Using Math. for Fix32

[urben1680]

Hello, I currently write my own version of a 32bit integer fixed-point math.

I only have square root left to do, and all these custom sqrt algorithms seem to be still slower than just performing the regular Math.Sqrt and cast it to int. The Dijkstras Square Root you seem to use is for example ~10 times slower than using+casting Math.Sqrt.

So I wonder if I just should do that. Rounding errors, which you try to avoid by using Fix math, are no matter here as the raw number has no point anyway, after which the machine-dependent rounding errors occurs.
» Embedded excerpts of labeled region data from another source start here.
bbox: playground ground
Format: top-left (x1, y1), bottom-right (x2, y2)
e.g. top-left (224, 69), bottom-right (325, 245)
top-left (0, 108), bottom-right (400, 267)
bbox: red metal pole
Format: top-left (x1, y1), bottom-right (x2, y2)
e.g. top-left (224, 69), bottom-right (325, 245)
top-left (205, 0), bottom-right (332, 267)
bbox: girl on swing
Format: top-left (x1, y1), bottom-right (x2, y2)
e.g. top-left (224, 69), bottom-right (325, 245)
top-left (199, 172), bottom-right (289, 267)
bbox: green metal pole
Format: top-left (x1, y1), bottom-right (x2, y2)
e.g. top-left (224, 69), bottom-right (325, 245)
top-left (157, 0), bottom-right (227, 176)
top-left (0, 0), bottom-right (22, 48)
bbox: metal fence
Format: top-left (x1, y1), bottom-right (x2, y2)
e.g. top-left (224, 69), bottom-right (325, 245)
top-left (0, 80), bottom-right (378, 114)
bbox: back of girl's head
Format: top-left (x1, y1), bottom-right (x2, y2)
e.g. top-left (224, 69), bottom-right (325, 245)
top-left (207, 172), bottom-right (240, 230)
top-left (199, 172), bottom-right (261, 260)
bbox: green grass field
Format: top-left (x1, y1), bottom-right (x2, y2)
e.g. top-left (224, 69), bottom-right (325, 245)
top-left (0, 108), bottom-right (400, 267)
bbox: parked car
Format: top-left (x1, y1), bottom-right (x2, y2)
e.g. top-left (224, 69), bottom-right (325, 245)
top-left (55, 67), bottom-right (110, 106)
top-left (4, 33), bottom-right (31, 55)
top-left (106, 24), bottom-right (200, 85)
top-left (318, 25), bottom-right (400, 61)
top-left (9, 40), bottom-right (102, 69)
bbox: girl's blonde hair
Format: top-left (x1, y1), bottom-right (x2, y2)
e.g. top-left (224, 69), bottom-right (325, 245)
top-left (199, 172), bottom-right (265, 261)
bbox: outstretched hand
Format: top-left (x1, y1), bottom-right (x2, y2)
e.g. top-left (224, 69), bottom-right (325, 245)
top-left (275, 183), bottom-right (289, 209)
Would like to hear your opinion on this. This is not really an "issue" but I am not sure how else to ask on Github.

[asik]

If you can be confident Math.Sqrt will give you the same results on all runtimes and machines you're targeting, then by all means feel free to use it. I think that on older versions of .NET, the 32-bit runtime will emit FSQRT while newer ones will use equivalent SSE instruction.

[urben1680]

I decided to not use it as I cannot be sure it generates the same result. What I did instead is creating a lookup table. The value of index i is Convert.ToInt32((i+0.5)*(i+0.5)) so using BinarySearch results in finding the value without need to check for rounding. Only thing to do is getting the absolute value. First tests indicate it is just 4 times slower than Math.Sqrt on my machine.

I am not sure if it is useful for you too as your binary tree would be twice as high at Fix64 and probably won't be as fast per step when using long.

[asik]

The tradeoff is going be in accuracy, unless you make the LUT huge. Especially with numbers very close to 0, given the nature of sqrt. But maybe it'd be worth having a FastSqrt if it's good enough.

[urben1680]

In the case of 32bit integers there are just sqrt(2^31-1) possible numbers which can be squared without overflow. So my table only needs that many entries and is as accurate as possible.
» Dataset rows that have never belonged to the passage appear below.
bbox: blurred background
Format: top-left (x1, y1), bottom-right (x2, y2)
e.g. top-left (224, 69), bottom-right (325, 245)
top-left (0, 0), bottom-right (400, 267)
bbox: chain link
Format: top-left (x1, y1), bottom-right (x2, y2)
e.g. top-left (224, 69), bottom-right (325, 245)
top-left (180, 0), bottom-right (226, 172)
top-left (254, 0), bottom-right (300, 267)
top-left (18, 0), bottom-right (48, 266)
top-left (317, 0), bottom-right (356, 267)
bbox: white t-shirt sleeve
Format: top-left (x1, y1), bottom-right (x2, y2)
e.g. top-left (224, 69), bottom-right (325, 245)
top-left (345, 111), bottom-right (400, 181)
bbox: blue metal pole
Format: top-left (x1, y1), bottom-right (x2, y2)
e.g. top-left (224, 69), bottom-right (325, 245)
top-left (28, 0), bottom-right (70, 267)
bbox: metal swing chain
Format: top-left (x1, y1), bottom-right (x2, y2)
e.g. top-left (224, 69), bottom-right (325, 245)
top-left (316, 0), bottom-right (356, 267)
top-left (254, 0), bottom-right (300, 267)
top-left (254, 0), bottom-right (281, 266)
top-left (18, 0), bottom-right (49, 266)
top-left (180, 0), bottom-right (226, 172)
64bit integers need a tree with 1024 times the filesize if you want the same accuracy but of course that is going to be too huge.

[asik]

Ah it's a reverse lookup and you find the value by binary search, ok yeah that's a good idea. Thanks for sharing.

[urben1680]

I want to give you an update as I again worked on my Sqrt function. My earlier descibed method does not work as I miscalculated how big the LUT has to be (I forgot it is not just natural numbers). It is not efficient at all anymore. Turned out that the method you use is still the fastest suited for me.

But I accomplished another thing. I came up with a method that calculates Pythagoras' theorem, which calculates the long side of a right-angled triangle. This method is 20% faster than when used Sqrt for the same task.

• I first calculate the ratio of a and b, with a being the smaller number.
• Then I put the value into my LUT with precalculated numbers of sqrt(value*value+1).
• The result is multiplied with b using my fixed-point multiply method.
• Now I have c with the highest possible precision.

The LUT contains 2^precision_bits numbers. In my case 2^18.

The LUT might turn out too big for you and Pythagoras' theorem is not that important for this case, but still you might find this interesting. I skipped how I came up with the LUT but if you really want to know that I can add that as well.